Why Hidden Code No Longer Protects DeFi Protocols
Most major Decentralized Finance (DeFi) protocols publish and verify their source code on block explorers. However, some keep their code closed, betting that obscurity will shield them from attackers.
Chainalysis found that the bet is failing. Decompilers such as Dedaub, Heimdall, and Panoramix now convert raw bytecode into readable Solidity.
Once decompiled, the code feeds directly into LLMs that flag reentrancy bugs, access control gaps, and arithmetic errors.
Chained into automated pipelines, these models can scan thousands of unverified contracts. They then triage targets by estimated exploitability and potential yield.
“What once required a skilled reverse engineer spending days on a single contract can now be partially automated across an entire blockchain’s unverified contract inventory. Attackers operating these pipelines gain a structural advantage: they can cover far more ground than the defenders monitoring for suspicious activity,” Chainalysis said.
Anthropic also found that AI can now perform advanced attack steps for low-skilled hackers, thereby raising the overall threat.
Meanwhile, unverified contracts also escape the informal security layer protecting open-source code. White-hat researchers cannot read them, and several protocols that were exploited excluded these contracts from their bug bounty programs.
Follow us on X to get the latest news as it happens
Truebit Hack Shows Systematic Vulnerability Hunting
The largest incident occurred on January 8, when an attacker drained $26.2 million from Truebit. The vulnerable contract had sat unverified on Ethereum (ETH) since 2021.
An integer overflow in its bonding curve let the attacker mint tokens for almost nothing, then burn them for real ETH. Notably, the same address had drained the Sparkle protocol for 5 ETH just twelve days earlier.
“This was not an opportunistic find; the exploiter was methodically searching for vulnerabilities across verified and unverified contracts, escalating from small targets to a $26 million payday, and the proceeds of both exploits were laundered through Tornado Cash,” the report added.
Meanwhile, Anthropic research demonstrated that AI agents can autonomously exploit smart contracts for millions of dollars.
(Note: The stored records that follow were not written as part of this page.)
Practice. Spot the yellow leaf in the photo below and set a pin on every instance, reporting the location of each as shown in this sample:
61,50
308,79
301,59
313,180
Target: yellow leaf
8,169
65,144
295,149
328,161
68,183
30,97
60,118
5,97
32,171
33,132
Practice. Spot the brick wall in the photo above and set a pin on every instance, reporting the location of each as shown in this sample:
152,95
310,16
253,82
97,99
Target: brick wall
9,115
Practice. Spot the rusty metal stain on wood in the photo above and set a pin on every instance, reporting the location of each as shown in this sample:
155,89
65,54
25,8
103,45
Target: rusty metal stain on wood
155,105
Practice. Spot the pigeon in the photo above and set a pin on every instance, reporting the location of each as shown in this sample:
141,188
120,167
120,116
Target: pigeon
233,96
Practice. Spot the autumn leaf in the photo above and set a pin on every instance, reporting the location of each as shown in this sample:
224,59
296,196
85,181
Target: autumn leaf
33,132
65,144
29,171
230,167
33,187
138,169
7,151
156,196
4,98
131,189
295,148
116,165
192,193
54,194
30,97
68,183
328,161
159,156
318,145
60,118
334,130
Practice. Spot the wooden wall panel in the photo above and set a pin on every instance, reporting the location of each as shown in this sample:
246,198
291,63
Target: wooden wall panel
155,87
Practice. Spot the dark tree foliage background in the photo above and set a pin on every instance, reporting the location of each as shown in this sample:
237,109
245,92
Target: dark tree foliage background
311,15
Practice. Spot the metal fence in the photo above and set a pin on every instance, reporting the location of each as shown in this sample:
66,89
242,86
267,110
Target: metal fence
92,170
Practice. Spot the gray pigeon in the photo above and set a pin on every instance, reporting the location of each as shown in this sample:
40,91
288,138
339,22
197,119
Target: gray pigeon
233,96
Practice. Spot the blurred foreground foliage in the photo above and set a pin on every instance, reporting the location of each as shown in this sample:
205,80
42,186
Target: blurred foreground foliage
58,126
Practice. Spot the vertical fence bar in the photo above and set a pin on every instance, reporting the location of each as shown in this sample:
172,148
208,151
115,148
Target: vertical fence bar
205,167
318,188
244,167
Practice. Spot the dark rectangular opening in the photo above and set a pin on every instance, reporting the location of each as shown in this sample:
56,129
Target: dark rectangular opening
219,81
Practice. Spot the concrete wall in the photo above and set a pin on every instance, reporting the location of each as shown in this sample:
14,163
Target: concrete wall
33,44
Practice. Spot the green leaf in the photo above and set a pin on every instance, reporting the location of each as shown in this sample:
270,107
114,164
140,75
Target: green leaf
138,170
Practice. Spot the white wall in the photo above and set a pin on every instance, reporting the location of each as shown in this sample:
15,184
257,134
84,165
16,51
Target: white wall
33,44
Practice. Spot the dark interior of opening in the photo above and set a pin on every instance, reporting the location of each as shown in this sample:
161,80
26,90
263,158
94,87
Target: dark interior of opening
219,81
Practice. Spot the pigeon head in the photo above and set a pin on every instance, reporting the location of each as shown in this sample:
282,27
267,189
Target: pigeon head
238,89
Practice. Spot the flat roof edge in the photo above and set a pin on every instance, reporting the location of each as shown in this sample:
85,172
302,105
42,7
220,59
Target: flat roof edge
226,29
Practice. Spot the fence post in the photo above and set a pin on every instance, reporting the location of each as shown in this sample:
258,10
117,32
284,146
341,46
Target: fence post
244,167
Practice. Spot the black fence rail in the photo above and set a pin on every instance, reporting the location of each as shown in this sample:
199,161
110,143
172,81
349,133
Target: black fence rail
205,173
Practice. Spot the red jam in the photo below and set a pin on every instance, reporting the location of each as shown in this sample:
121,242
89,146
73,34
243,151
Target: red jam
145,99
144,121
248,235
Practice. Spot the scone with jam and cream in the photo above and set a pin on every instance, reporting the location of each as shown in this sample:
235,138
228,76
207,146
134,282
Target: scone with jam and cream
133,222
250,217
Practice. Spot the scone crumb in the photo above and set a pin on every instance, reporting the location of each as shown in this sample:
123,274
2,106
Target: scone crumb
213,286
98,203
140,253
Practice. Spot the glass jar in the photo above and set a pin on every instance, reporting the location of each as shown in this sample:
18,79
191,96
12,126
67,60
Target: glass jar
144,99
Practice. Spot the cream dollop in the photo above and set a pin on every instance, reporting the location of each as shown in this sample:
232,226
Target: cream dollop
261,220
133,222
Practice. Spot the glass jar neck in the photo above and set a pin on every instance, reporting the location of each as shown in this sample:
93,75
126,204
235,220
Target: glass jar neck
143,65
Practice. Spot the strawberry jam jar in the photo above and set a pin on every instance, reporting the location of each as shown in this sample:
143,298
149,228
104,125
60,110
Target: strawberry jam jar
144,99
That includes contracts deployed after the models’ knowledge cutoff. Security experts have also already warned that AI agents are outpacing human auditors across DeFi.
Chainalysis expects the trend to accelerate as decompilation tools improve and the pool of unverified contracts grows. The firm urges protocols to verify all deployed code, extend bug bounty scope, and adopt real-time on-chain monitoring.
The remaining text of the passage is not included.